Up near Capella, north of Emerald in Queensland, cattle farmers Mick and Margaret Shaw took on the Kestrel mine, objecting to Pacific Coal (Rio Tinto) wanting surface rights to mine under part of their mining lease, which extends over a fifth of the Shaws’ cattle property.
They had seen the results of longwall mining under a neighbour’s property — cracking, subsidence, water running the wrong way. Their objections were dismissed by the Land and Resources Court; they appealed and won, since it was found that ‘the mining lease contained a fatal flaw, a technical error that made it invalid in relation to the Shaws’ land’.
But then the Queensland Minister for Natural Resources said:
“The State’s interests in extracting its minerals resources for the benefit of the people were at risk” and so ‘they granted the company surface rights, not just to the small portion it had originally applied for but to all of the lease area on the Shaws’ land’. (ABC 7:30 Report 14.8.2002)

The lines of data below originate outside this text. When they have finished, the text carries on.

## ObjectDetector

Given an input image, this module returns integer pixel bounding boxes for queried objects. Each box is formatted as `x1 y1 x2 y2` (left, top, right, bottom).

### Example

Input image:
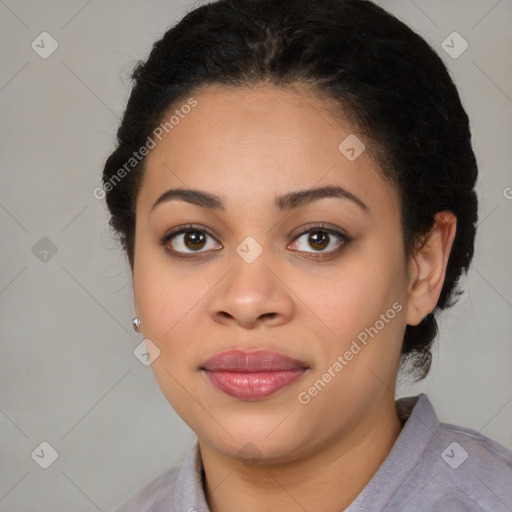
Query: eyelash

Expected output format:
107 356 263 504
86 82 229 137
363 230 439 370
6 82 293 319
160 224 352 261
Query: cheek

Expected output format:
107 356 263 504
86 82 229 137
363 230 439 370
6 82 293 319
133 243 204 345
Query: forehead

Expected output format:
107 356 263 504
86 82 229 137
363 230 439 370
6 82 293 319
137 86 397 218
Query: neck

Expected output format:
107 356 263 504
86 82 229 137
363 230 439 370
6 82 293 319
199 397 402 512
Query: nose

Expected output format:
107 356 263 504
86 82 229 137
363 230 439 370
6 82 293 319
210 251 294 329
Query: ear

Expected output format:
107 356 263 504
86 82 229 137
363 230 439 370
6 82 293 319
407 211 457 325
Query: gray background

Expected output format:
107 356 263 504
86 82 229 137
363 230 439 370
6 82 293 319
0 0 512 512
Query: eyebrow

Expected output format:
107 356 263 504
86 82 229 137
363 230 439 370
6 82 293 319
151 185 369 212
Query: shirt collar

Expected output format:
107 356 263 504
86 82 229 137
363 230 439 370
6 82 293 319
174 393 439 512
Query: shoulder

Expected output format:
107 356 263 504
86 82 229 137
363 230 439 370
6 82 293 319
381 394 512 512
113 465 180 512
414 408 512 512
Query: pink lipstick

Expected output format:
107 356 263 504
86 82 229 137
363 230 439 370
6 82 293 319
201 350 308 400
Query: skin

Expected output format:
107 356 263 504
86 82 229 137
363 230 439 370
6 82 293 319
133 85 456 512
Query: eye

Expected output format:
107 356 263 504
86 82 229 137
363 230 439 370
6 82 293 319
293 225 350 259
161 225 221 257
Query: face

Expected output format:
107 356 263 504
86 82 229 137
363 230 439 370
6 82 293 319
133 86 409 461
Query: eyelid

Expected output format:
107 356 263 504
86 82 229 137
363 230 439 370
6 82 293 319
160 222 352 258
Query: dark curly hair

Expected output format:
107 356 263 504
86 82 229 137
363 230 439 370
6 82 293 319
103 0 478 381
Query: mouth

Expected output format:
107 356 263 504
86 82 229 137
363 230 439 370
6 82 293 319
200 350 309 401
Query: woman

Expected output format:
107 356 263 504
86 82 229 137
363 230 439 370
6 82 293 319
103 0 512 512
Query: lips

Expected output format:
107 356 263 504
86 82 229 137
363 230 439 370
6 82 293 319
201 350 308 400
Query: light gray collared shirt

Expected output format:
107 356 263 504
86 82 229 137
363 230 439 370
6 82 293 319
115 393 512 512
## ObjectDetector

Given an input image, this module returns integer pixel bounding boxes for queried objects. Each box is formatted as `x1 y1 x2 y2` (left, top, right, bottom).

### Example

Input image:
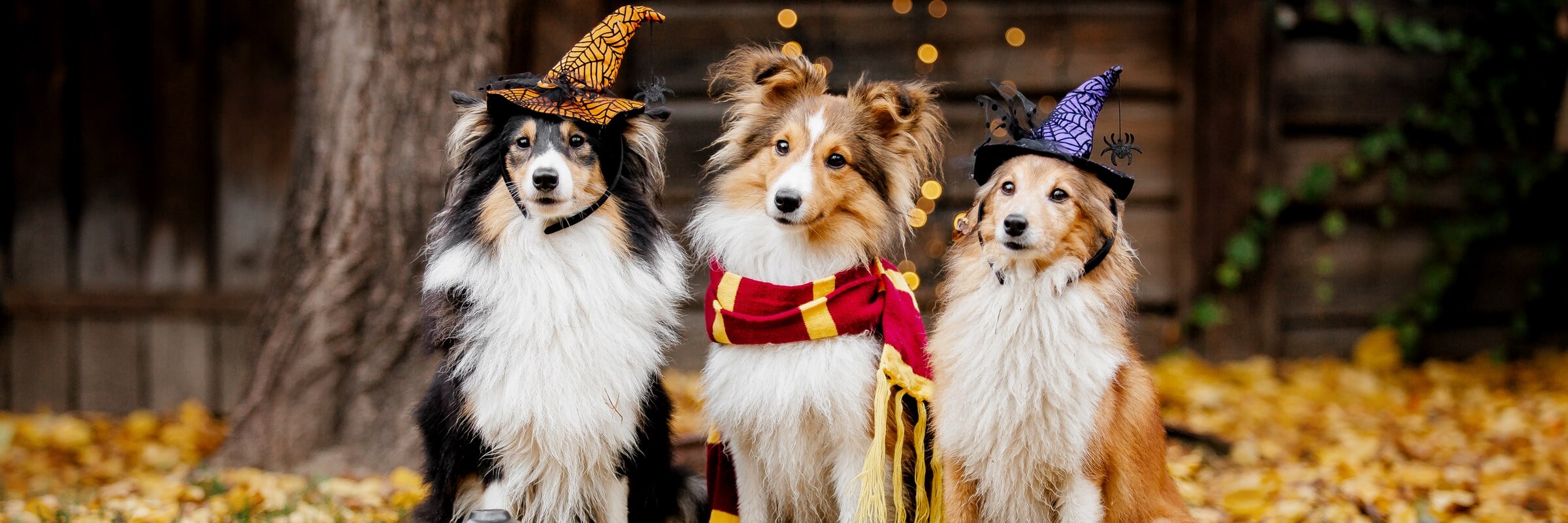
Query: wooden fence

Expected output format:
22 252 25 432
0 0 1507 411
0 0 293 411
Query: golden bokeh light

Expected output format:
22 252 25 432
921 179 942 199
781 42 803 58
779 9 800 28
1004 27 1024 47
925 0 947 19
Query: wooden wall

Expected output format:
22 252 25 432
1209 1 1535 358
12 0 1510 411
0 0 293 411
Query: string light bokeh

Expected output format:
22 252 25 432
762 0 1035 297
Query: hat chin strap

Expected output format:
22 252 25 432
500 137 626 234
1079 198 1117 278
975 196 1118 284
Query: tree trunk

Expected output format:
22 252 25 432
218 0 517 473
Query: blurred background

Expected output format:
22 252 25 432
0 0 1568 464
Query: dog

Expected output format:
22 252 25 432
930 154 1190 523
416 93 702 523
687 46 945 523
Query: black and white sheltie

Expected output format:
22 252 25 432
416 93 696 523
689 46 947 522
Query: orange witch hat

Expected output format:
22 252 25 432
482 5 665 126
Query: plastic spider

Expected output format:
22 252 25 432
1099 132 1143 165
632 77 676 105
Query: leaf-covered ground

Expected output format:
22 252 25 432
0 331 1568 523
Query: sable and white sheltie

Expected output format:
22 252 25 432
689 46 945 523
930 156 1190 523
416 93 699 523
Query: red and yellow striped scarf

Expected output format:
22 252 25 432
706 261 942 523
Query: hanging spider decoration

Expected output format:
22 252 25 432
632 77 676 105
1099 132 1143 167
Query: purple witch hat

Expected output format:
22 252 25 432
971 66 1134 199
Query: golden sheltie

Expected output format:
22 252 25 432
689 46 945 523
930 156 1190 523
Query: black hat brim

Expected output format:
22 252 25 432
969 140 1134 199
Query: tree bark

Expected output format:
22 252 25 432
216 0 517 473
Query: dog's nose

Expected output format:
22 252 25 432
533 168 560 190
773 188 800 212
1002 214 1028 235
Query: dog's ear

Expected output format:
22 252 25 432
447 91 491 167
850 80 947 212
707 44 828 105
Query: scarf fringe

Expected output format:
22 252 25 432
855 346 944 523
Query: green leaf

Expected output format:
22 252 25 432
1258 185 1290 220
1322 209 1350 239
1295 163 1334 203
1377 204 1399 229
1224 233 1262 270
1214 262 1242 289
1388 168 1410 203
1313 253 1334 278
1313 281 1334 303
1422 149 1449 175
1188 295 1226 328
1339 156 1365 182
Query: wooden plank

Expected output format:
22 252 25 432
77 320 148 414
1122 204 1177 305
636 1 1175 96
212 0 295 292
9 0 74 409
142 0 215 409
0 288 262 319
69 0 155 411
1279 327 1367 360
148 319 216 410
9 319 72 411
1277 135 1466 209
215 320 260 413
1273 39 1446 127
1132 312 1181 360
1179 0 1275 360
1267 223 1427 319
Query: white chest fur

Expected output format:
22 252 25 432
693 206 881 522
932 267 1128 522
423 218 685 522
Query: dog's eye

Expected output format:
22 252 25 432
828 152 845 168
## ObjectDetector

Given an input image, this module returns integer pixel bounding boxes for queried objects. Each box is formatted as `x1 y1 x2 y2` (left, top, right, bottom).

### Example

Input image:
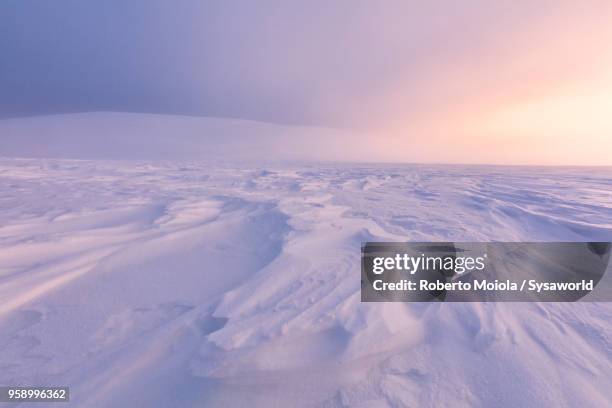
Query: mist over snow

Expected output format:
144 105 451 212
0 112 373 161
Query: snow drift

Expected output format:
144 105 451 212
0 155 612 407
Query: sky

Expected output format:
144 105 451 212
0 0 612 165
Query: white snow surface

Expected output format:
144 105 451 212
0 158 612 407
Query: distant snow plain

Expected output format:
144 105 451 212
0 113 612 407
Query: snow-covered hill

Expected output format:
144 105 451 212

The Shaws felt this would make their property unviable, and the company should buy them out. But, as always, the company assured the government that the level of subsidence here would be ‘minimal’.
Local organic farmer Paul Murphy showed me that rollercoaster of a road at the top of this post, which demonstrates the ‘minimal subsidence’, 12 years after mining; two-metre deep dips — still sinking and constantly being repaired…
…and one other visible impact of those old longwalls — bands of dying established trees over the 265-metre longwall bands but not over the 30-metre gaps in between.
The mine owns most of the land now and leases it out, and I suppose they’d say that this most un-idyllic pastoral scene proves that agriculture and mining can co-exist.
Of course, if people complain about underground mining, there are plenty of old overburden dumps left unshaped and unrehabilitated — in which Queensland abounds — for them to refresh their memories and choose which they found least invasive. There is never a choice for neither.